Thank you for all you do for the internet,

I am more than a little bemused by this line:

“We read it—along with four lawyers and three privacy experts—and none of us could tell if Microsoft plans on using your personal data to train its AI models.”

So, I figured I’d give Mozilla a hand.

  • Open up the Microsoft Services page.
  • Using Firefox, hit ctrl-f.
  • Search for “improv” – this will bring up any reference to either improv comedy (less useful, admittedly) or product improvement.

And lo and behold, the first result we get back is this line: “To the extent necessary to provide the Services to you and others, to protect you and the Services, and to improve Microsoft products and services, you grant to Microsoft a worldwide and royalty-free intellectual property license to use Your Content…

Microsoft offers AI-based products and services. Microsoft claims a license to use customer content to improve products and services. Therefore, Microsoft has the right to use customer content to train AI models as part of product and service improvement. This is clear, and I’m not sure why Mozilla is pretending otherwise.

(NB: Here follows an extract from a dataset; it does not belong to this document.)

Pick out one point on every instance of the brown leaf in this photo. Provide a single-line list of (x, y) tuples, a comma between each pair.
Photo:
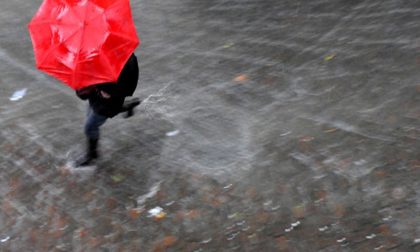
[(384, 230), (111, 203), (282, 243), (339, 210), (193, 214), (306, 139), (83, 233), (330, 130), (298, 211), (169, 241), (241, 78), (135, 213)]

Three better questions to ask:

  1. What precise data are used to train AI models, and what data are off limits for use in training models and other machine learning algorithms?
  2. Why doesn’t Microsoft include these specific commitments in their terms of service?
  3. What data have been, and/or continue to be shared by Microsoft with OpenAI as part of their ongoing partnership?

And a final question/plea for Mozilla: please, step up your game. You have an incredible platform to inform people of real risks. Why play coy and use situations that require actual advocacy as lukewarm efforts to drum up fundraising and signatures on a petition? We need better.